Когда Мадленка вполне резонно спрашивала его, какого черта тогда он оставил край лучших людей и приволокся в земли, где даже не растет виноград, Филибер искренне обижался. Он имел привычку в пути распевать во все горло песни своей родины — похвальное свидетельство патриотизма, но совсем неуместное тогда, когда тебя повсюду ищут, чтобы убить.
Про себя Мадленка прозвала своего спутника Вонючкой, ибо даже купание во рву не пошло ему на пользу, и Лягушонком — за прозрачные глаза навыкате, до странности напоминавшие лягушачьи. Все в Филибере было подогнано по размеру его роста: длинные руки, длинные ноги, резкие черты лица, огромный орлиный нос и большой ярко-алый рот, растягивающийся до ушей.
Острый подбородок то и дело выпячивался вперед, светлые глаза надменно глядели из-под выпуклых век, а каштановые волосы и борода сами собой вились мелким бесом, наполняя Мадленку с ее прямыми обвисшими прядями тихой завистью. Анжуец был громадный, как скала, могучий и в доспехах, должно быть, смотрелся совершенно устрашающе, но вот разумом он явно не вышел.
Когда Мадленка замечала, что они, судя по всему, идут не туда, он безропотно соглашался поменять направление, в результате чего они на следующее утро оказывались там же, откуда пришли. При этом анжуец считал себя несравненным поводырем, и дошло до того, что Мадленку начало тошнить от его бахвальства.
Он был по-детски беспечен и, если бы ей пришло в голову одолжить у него кошкодер, чтобы врезать ему между глаз, он дал бы ей его не задумываясь; но с другой стороны, Мадленка и мысли не допускала о том, чтобы бросить его одного и искать дорогу самой, хотя порой он бывал просто невыносим. Утром пятого дня они сидели под большим дубом, обсуждая дальнейшие действия.
— Ты же говорил, что знаешь эти места, — отчаявшись, сказала Мадленка.
— Да? — Анжуец задумался, затем высморкался, зажав одну ноздрю, да так, что чуть не зашиб ее содержимым бедную Мадленку насмерть. — Я три года здесь не был.

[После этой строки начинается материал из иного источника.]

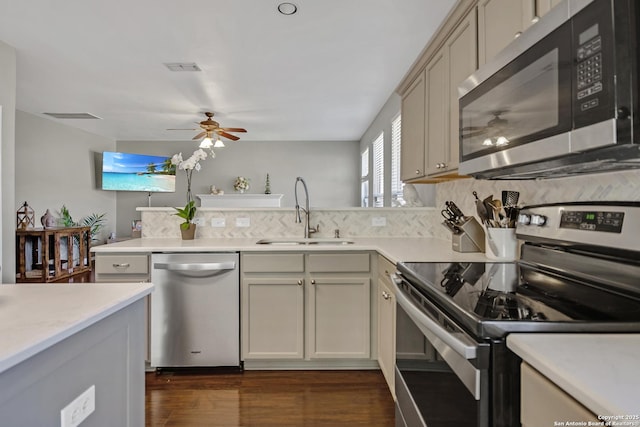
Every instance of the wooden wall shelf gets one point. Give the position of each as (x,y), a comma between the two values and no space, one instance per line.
(51,254)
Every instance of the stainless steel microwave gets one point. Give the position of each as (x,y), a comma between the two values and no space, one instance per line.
(560,100)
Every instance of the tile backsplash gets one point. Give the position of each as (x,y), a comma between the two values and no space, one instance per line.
(394,222)
(280,222)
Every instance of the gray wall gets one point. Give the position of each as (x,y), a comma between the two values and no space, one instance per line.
(330,169)
(7,155)
(56,167)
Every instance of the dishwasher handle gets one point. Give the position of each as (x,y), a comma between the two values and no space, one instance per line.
(200,267)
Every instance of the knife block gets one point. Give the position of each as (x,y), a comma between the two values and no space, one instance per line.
(469,237)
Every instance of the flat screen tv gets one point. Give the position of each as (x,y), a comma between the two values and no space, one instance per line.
(137,172)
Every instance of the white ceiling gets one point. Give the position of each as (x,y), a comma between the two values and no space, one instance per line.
(321,74)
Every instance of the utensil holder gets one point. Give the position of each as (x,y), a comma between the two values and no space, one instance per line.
(470,237)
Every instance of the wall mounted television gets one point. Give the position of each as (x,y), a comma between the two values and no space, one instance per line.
(137,172)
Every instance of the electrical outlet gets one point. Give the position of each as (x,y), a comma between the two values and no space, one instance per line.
(78,410)
(243,222)
(378,221)
(218,222)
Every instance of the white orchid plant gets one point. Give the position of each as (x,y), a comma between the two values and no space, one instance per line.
(192,163)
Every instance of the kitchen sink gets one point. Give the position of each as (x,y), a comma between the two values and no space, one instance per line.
(303,241)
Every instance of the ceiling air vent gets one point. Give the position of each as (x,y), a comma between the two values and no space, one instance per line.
(73,116)
(182,66)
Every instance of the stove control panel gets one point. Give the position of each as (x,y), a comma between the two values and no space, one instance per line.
(609,222)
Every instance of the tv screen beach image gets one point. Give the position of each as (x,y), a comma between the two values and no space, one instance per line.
(137,172)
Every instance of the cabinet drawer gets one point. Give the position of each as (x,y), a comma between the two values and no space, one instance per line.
(273,263)
(339,263)
(122,264)
(385,267)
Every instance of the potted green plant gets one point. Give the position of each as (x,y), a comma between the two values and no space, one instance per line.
(188,213)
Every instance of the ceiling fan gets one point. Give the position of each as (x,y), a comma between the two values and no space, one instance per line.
(209,128)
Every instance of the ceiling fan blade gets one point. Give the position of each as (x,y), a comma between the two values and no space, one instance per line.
(198,136)
(233,129)
(475,133)
(227,135)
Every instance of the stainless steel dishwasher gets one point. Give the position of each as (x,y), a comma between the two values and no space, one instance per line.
(195,310)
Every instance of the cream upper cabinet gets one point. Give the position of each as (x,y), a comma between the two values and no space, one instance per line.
(456,61)
(413,131)
(499,22)
(437,113)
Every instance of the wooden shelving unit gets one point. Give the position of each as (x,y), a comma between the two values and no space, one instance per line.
(52,254)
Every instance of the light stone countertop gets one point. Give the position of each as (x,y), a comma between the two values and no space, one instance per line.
(601,371)
(34,317)
(395,249)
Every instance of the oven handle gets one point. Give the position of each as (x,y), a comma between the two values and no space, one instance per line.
(469,352)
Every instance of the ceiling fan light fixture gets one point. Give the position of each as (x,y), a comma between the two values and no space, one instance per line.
(502,141)
(206,143)
(287,8)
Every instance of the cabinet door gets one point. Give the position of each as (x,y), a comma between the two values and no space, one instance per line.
(413,131)
(499,22)
(437,112)
(386,331)
(462,60)
(339,311)
(273,318)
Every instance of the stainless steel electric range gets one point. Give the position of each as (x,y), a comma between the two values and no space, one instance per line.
(579,272)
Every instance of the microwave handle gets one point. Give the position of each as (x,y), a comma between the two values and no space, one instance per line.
(466,351)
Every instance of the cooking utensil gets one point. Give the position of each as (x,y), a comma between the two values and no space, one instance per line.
(481,209)
(510,198)
(454,209)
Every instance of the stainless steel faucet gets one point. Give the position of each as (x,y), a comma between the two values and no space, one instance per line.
(307,229)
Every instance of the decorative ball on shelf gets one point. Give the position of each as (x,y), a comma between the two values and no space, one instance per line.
(25,217)
(267,186)
(48,220)
(241,184)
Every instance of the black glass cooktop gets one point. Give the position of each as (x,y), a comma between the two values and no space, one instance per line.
(491,299)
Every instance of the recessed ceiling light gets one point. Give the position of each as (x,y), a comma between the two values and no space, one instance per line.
(73,116)
(182,66)
(287,8)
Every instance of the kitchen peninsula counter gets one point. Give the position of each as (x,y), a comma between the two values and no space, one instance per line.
(396,249)
(600,371)
(60,340)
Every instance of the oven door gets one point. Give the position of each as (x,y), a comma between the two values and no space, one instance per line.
(441,372)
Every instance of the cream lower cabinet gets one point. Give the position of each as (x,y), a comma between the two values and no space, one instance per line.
(386,323)
(306,306)
(127,267)
(545,404)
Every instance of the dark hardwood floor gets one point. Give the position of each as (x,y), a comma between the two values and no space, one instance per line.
(269,398)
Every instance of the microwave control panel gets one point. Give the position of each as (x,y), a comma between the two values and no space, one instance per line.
(610,222)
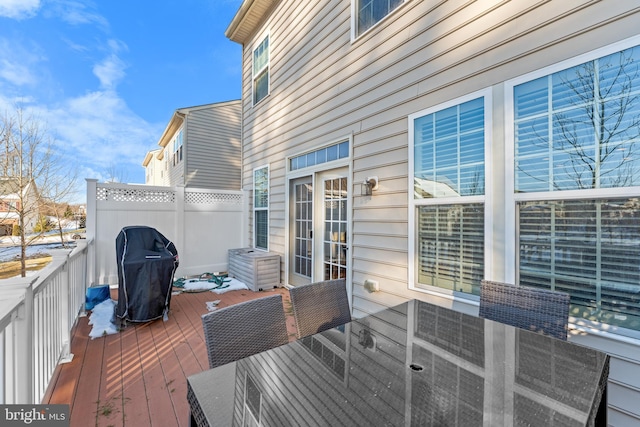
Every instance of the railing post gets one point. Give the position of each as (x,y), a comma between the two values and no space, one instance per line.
(62,256)
(81,244)
(178,238)
(23,340)
(91,225)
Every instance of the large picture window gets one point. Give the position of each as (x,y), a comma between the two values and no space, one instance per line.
(261,208)
(576,185)
(261,71)
(448,174)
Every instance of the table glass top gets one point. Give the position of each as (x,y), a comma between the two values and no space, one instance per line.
(413,364)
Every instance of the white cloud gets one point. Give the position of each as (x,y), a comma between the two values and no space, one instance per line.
(16,63)
(111,69)
(100,130)
(77,12)
(19,9)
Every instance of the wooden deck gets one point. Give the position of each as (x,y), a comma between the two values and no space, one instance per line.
(138,377)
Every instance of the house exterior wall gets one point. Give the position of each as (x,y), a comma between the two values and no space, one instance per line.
(210,155)
(154,169)
(212,147)
(325,86)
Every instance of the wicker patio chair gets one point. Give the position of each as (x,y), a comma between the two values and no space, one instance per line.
(538,310)
(320,306)
(244,329)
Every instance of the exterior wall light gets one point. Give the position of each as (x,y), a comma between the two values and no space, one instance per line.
(368,185)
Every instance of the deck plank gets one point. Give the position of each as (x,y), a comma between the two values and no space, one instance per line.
(138,377)
(134,395)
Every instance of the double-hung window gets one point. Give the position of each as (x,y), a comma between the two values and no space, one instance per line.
(447,204)
(261,208)
(576,179)
(370,12)
(260,70)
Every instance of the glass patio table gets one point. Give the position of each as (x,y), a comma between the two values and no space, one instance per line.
(412,364)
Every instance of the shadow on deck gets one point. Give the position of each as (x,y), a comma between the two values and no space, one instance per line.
(139,376)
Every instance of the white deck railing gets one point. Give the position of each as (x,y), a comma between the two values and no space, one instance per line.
(36,317)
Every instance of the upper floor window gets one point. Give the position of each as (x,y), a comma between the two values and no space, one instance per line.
(261,71)
(448,200)
(177,148)
(370,12)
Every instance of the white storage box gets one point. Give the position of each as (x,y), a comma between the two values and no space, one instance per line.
(257,269)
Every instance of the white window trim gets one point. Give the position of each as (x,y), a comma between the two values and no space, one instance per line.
(354,19)
(254,209)
(486,199)
(266,34)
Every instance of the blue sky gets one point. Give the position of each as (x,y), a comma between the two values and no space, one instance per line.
(106,76)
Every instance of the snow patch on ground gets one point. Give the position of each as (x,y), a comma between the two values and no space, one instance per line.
(102,319)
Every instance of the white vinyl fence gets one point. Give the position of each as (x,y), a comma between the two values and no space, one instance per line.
(203,224)
(37,314)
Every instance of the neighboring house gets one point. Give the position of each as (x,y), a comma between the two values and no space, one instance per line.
(154,168)
(500,140)
(200,147)
(11,201)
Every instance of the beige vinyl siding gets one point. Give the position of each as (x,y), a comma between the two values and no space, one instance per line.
(324,86)
(212,147)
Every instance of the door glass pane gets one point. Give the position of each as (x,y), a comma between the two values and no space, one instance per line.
(335,227)
(303,240)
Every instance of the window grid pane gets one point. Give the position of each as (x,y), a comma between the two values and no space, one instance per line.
(588,248)
(323,155)
(451,246)
(261,207)
(449,152)
(580,128)
(370,12)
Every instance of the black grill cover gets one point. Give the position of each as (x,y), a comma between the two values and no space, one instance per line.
(146,262)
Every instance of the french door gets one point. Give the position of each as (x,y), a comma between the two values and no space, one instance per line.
(318,227)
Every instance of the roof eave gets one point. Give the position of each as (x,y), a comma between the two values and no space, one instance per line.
(172,127)
(249,16)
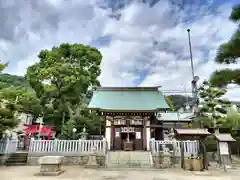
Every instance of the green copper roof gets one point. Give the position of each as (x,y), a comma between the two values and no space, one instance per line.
(174,116)
(132,98)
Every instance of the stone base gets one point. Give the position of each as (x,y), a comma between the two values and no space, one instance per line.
(57,173)
(92,162)
(92,166)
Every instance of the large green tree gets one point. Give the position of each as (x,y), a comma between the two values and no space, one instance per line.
(25,101)
(229,53)
(214,107)
(63,77)
(7,111)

Говорю же тебе, я возвращался…
— Слышал уже, — прошипел «Мишель», не менее сорока раз вынужденный ранее прослушать историю странствий Филибера де Ланже в различных вариациях. Филибер получил наследство после того, как четверо его старших братьев умерли, не оставив после себя потомства, и совершенно не знал, что делать с этим внезапно свалившимся на него богатством.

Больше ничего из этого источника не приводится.